For every 100 feet, you go forward, you will also travel vertically for a certain number of feet.

You’ve got your grade if you put a percentage sign after that vertical distance.

For example, suppose you go up two feet as you go forward 100 feet. That’s a 2% grade. Suppose you climb eight feet as you go forward 100 feet. That’s an 8% gradient.

If you want to determine the status of climbs by the numbers, we can look at the classification system used in most professional races.  That would mean climbs are classified as 4, 3, 2, 1 (and Hors Categorie or “HC” in the Tour de France.)  This determination is made by a combination of length in kilometres and average gradient, with the position of the climb in the route and the degree of road surface being lesser determinants.  See below:

  • Category 4 – the lowest category, climbs of 200-500 feet (70-150m).

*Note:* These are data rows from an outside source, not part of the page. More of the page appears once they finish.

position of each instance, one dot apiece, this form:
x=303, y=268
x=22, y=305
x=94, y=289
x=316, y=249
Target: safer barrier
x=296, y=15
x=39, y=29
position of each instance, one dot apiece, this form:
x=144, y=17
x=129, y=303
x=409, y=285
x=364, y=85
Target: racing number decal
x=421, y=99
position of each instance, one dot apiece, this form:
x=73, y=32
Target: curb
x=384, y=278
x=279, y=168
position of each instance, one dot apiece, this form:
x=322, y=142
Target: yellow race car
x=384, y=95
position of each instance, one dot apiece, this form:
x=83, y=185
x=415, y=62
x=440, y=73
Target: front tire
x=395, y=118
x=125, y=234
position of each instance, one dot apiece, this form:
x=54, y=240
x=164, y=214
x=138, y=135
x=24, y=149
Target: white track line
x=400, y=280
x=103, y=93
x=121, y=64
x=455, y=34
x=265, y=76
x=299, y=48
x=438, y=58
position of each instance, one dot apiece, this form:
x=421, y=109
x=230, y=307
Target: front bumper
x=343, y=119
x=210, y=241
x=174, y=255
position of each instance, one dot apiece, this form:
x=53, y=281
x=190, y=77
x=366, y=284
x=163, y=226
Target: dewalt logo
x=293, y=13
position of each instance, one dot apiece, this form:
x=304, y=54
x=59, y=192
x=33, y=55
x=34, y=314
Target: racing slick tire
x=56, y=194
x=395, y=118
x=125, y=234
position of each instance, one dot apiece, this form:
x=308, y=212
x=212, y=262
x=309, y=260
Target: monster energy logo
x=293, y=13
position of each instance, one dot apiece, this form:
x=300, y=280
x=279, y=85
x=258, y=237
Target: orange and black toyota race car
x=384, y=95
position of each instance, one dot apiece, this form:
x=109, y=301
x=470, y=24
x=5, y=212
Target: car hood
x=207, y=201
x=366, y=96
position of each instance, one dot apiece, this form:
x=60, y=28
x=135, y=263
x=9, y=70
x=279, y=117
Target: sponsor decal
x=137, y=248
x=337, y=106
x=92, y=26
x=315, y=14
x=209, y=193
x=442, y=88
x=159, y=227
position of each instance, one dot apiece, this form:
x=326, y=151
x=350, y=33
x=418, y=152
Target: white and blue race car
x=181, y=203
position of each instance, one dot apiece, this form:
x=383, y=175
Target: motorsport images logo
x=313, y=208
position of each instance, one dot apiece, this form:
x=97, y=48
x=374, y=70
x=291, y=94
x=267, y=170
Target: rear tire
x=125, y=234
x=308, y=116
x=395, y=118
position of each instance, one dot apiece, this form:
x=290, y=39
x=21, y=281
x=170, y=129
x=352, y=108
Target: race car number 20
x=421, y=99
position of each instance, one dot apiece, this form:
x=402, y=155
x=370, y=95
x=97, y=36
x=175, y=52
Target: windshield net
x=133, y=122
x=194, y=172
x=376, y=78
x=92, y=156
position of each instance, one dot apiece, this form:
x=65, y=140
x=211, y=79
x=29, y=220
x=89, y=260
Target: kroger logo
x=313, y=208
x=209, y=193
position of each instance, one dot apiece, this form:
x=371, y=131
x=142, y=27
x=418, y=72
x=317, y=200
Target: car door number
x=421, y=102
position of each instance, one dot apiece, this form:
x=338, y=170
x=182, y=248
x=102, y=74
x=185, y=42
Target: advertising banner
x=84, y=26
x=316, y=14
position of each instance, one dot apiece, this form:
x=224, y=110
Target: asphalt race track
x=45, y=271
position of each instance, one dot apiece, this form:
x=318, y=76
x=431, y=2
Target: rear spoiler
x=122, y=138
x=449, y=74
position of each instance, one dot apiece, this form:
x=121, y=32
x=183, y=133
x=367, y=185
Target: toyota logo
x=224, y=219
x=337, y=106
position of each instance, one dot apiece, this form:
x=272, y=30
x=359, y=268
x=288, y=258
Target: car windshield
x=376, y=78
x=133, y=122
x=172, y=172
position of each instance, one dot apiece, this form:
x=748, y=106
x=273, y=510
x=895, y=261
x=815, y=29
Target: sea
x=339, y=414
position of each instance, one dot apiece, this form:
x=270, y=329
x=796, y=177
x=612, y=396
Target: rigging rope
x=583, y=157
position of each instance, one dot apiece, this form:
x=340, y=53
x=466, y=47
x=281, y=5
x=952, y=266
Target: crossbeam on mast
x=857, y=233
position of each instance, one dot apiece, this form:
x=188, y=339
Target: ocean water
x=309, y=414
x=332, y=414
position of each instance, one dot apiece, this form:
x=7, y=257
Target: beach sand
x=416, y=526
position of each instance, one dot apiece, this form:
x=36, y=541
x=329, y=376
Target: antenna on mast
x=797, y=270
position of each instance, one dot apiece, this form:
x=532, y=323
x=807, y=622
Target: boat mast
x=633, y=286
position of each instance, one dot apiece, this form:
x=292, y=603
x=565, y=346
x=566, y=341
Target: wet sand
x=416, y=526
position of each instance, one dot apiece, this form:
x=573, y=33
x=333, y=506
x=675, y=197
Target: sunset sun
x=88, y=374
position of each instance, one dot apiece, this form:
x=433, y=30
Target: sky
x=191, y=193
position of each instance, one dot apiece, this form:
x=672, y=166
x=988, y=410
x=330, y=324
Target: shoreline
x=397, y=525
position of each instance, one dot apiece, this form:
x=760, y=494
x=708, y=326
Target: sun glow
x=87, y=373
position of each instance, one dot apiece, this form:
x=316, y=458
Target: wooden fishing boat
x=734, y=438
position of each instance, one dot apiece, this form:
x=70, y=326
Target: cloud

Length is usually less than 2 miles (3km)
  • Category 3 – climbs of 500-1600 feet (150-500m), between 2 and 3 miles (3km and 4.5km) in length.
  • Category 2 – climbs of 1600-2700 feet (500-800m), between 3 and 6 miles (4.5km and 10km) in length.
  • Category 1 – climbs of 2700-5000 feet (800-1500m), between 6 and 12 miles (10km and 20km) in length.
  • Hors Category (HC) – the hardest climbs of 5000+ feet (1500m+). Usually more than 12 miles (20km) in length

As for gradients, typically, the average gradient has to be above 4% to classify a climb.  Hors Category (HC) generally climbs on average of>10% or has an extreme length at a slightly lesser grade.